Alex Hammer has alleged in court filings that Secretary of State Matt Dunlap and his office wrongly rejected electronic copies of petition signatures he had gathered to qualify for the ballot as an independent or unenrolled candidate.
Hammer also accused Dunlap’s staff of acting “recklessly and harmfully” toward him by calling the State House police after one of his visits to the Augusta office.
Earlier this month, Judge M. Michaela Murphy in Penobscot County Superior Court bumped up the deadlines for the parties to file their briefings with the court in response to a written request from Hammer. Murphy said she would attempt to issue a decision in the case by Oct. 1, roughly a month before Mainers select the next governor.
“I’m happy with that,” Hammer said in a recent interview.
Hammer’s dispute with the Secretary of State’s office dates back to at least January when he requested additional copies of the petition forms candidates use to gather signatures to qualify for the ballot.
He eventually was given 150 copies — the same number available to all other candidates — and was told he could make photocopies of the original blank sheets. Hammer argued he could not afford to make photocopies but was not given more copies than other candidates.
As a result, Hammer said he was forced to have voters living in different towns sign the same petition sheet. He then submitted electronic or scanned copies of the sheets to town clerks for verification. He claims to have collected more than 5,900 signatures — more than the 4,000 needed to qualify.
But Hammer was denied access to the November ballot in May after Dunlap’s office directed town clerks not to count the petition forms submitted electronically, arguing statutes do not allow scanned copies. In the end, the Secretary of State’s Office verified 3,209 signatures.
“The registrars have to review the original petitions in order to certify that the people who signed are registered to vote,” Phyllis Gardiner, the assistant attorney general representing Dunlap’s office, said Monday.

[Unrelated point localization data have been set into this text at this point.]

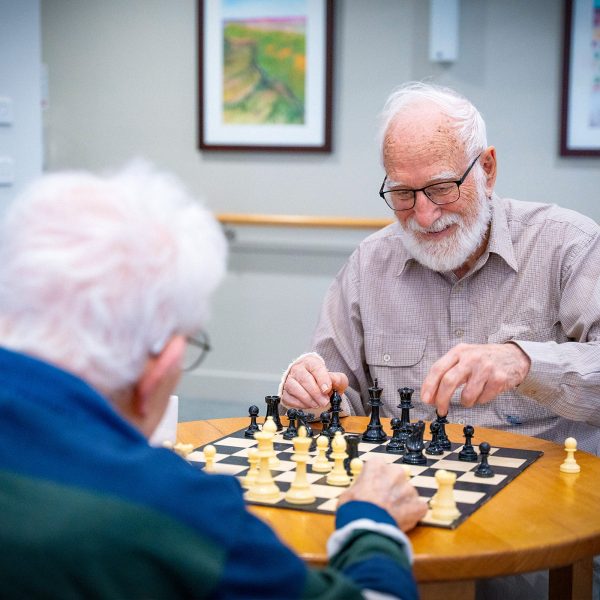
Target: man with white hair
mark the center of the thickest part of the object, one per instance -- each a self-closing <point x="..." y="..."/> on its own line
<point x="489" y="308"/>
<point x="102" y="279"/>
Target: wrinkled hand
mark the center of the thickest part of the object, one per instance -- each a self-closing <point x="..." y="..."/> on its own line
<point x="485" y="370"/>
<point x="386" y="486"/>
<point x="309" y="384"/>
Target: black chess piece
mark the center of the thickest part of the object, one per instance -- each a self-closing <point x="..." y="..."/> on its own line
<point x="352" y="441"/>
<point x="396" y="444"/>
<point x="483" y="468"/>
<point x="325" y="419"/>
<point x="291" y="432"/>
<point x="443" y="440"/>
<point x="374" y="432"/>
<point x="302" y="418"/>
<point x="253" y="412"/>
<point x="273" y="410"/>
<point x="414" y="445"/>
<point x="434" y="447"/>
<point x="468" y="453"/>
<point x="336" y="404"/>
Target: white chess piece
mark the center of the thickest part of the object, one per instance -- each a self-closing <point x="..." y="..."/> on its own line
<point x="300" y="491"/>
<point x="444" y="508"/>
<point x="321" y="464"/>
<point x="570" y="464"/>
<point x="209" y="458"/>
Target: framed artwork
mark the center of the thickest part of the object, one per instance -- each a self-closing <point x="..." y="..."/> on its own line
<point x="265" y="74"/>
<point x="580" y="115"/>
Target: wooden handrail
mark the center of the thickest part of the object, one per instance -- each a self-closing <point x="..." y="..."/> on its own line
<point x="302" y="221"/>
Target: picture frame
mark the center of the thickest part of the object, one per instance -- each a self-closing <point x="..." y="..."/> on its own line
<point x="580" y="111"/>
<point x="265" y="70"/>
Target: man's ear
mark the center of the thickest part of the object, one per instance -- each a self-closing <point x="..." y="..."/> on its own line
<point x="160" y="376"/>
<point x="489" y="165"/>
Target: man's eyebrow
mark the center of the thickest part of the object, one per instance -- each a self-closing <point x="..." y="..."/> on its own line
<point x="443" y="176"/>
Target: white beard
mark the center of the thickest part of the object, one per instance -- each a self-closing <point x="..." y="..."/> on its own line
<point x="452" y="251"/>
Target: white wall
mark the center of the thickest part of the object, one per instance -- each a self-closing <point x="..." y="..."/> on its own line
<point x="20" y="56"/>
<point x="122" y="80"/>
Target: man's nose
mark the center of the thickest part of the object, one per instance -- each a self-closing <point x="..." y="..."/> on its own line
<point x="425" y="211"/>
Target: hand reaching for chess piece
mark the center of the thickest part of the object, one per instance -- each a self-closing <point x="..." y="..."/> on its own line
<point x="387" y="486"/>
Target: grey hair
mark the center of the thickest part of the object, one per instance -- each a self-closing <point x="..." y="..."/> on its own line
<point x="96" y="273"/>
<point x="469" y="123"/>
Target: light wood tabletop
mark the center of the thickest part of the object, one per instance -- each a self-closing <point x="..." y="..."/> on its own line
<point x="544" y="519"/>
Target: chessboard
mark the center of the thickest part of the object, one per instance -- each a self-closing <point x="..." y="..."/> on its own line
<point x="470" y="492"/>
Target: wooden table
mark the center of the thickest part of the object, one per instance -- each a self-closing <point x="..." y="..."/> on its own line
<point x="544" y="519"/>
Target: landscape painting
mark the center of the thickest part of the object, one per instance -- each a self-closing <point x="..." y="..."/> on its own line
<point x="265" y="80"/>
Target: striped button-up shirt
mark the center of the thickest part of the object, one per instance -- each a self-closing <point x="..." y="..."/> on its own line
<point x="389" y="318"/>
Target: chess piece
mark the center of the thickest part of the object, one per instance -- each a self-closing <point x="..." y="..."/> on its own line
<point x="405" y="406"/>
<point x="415" y="445"/>
<point x="336" y="404"/>
<point x="374" y="432"/>
<point x="270" y="427"/>
<point x="351" y="450"/>
<point x="321" y="464"/>
<point x="443" y="505"/>
<point x="434" y="447"/>
<point x="483" y="468"/>
<point x="443" y="441"/>
<point x="264" y="488"/>
<point x="273" y="410"/>
<point x="396" y="444"/>
<point x="356" y="466"/>
<point x="209" y="458"/>
<point x="252" y="473"/>
<point x="338" y="475"/>
<point x="300" y="491"/>
<point x="291" y="432"/>
<point x="468" y="453"/>
<point x="253" y="427"/>
<point x="570" y="464"/>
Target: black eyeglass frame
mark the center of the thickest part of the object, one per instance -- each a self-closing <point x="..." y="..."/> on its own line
<point x="202" y="341"/>
<point x="458" y="183"/>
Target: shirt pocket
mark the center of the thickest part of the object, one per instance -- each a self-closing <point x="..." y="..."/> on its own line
<point x="525" y="332"/>
<point x="394" y="349"/>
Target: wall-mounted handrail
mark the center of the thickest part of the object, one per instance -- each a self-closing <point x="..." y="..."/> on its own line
<point x="301" y="221"/>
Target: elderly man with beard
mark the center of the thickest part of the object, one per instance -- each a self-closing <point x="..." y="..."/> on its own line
<point x="489" y="308"/>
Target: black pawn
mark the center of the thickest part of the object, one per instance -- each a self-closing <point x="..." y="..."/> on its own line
<point x="374" y="432"/>
<point x="336" y="406"/>
<point x="434" y="447"/>
<point x="468" y="453"/>
<point x="273" y="410"/>
<point x="483" y="468"/>
<point x="414" y="445"/>
<point x="253" y="412"/>
<point x="325" y="419"/>
<point x="352" y="451"/>
<point x="443" y="440"/>
<point x="291" y="432"/>
<point x="396" y="444"/>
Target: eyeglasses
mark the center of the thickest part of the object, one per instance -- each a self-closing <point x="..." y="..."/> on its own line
<point x="445" y="192"/>
<point x="196" y="350"/>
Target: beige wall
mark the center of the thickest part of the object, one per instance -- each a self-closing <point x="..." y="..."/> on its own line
<point x="122" y="82"/>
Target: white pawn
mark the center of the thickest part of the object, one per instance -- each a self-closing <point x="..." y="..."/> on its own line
<point x="338" y="475"/>
<point x="271" y="428"/>
<point x="300" y="491"/>
<point x="209" y="458"/>
<point x="252" y="473"/>
<point x="356" y="466"/>
<point x="321" y="463"/>
<point x="443" y="506"/>
<point x="570" y="464"/>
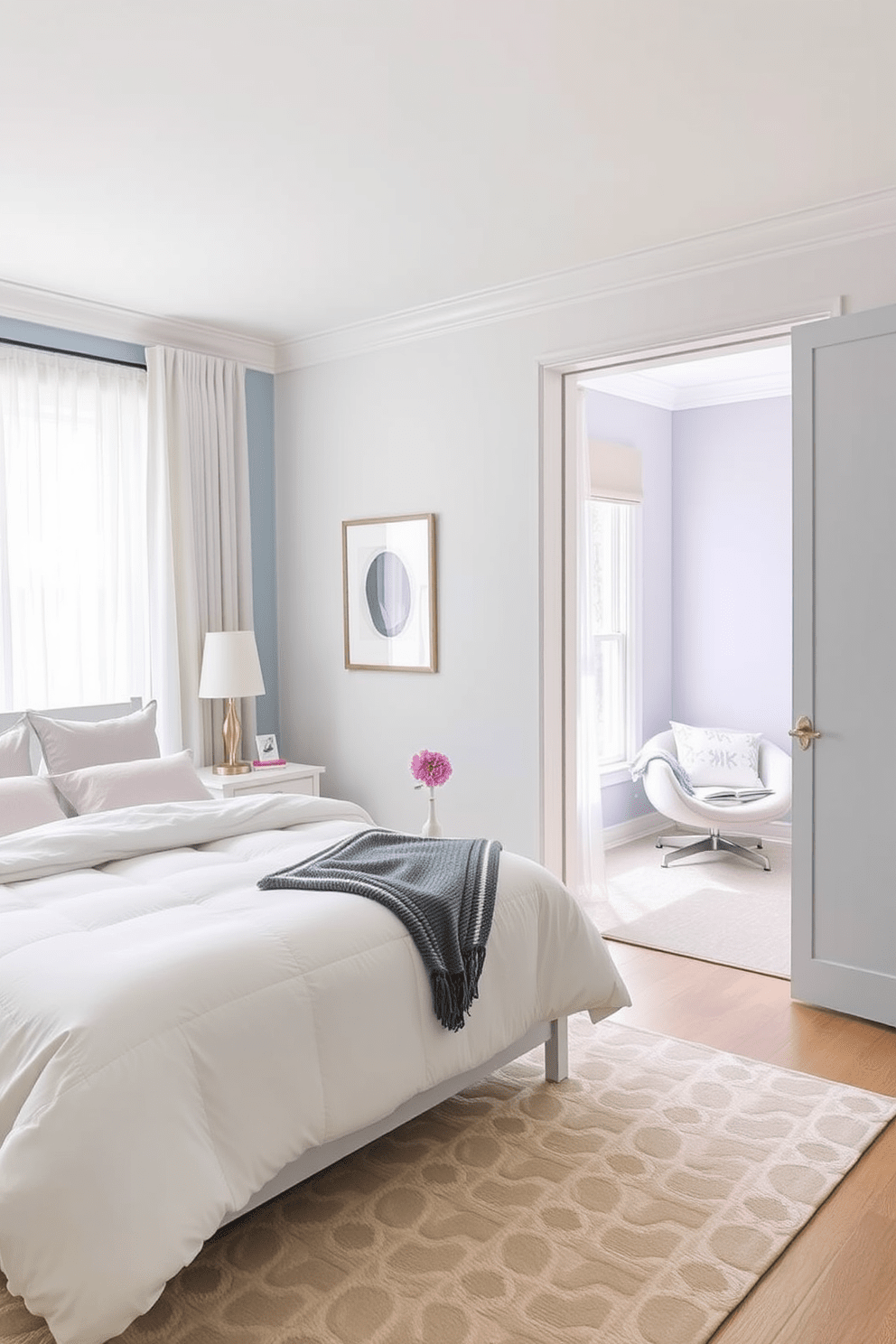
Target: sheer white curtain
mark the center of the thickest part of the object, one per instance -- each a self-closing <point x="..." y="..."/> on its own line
<point x="73" y="535"/>
<point x="201" y="543"/>
<point x="589" y="873"/>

But Hammer has argued that nothing in the law prohibits the submission of scanned copies to municipal clerks.
“Our goal obviously is to be on the ballot and, if necessary, to have the ballots reprinted,” Hammer said in a recent interview.
Asked if he believed he could win this November if he prevails in court, Hammer said that is up to the voters. But he said the issue before the court is whether Dunlap’s office was wrong to deny the petitions submitted electronically, regardless of his chances of success on Election Day.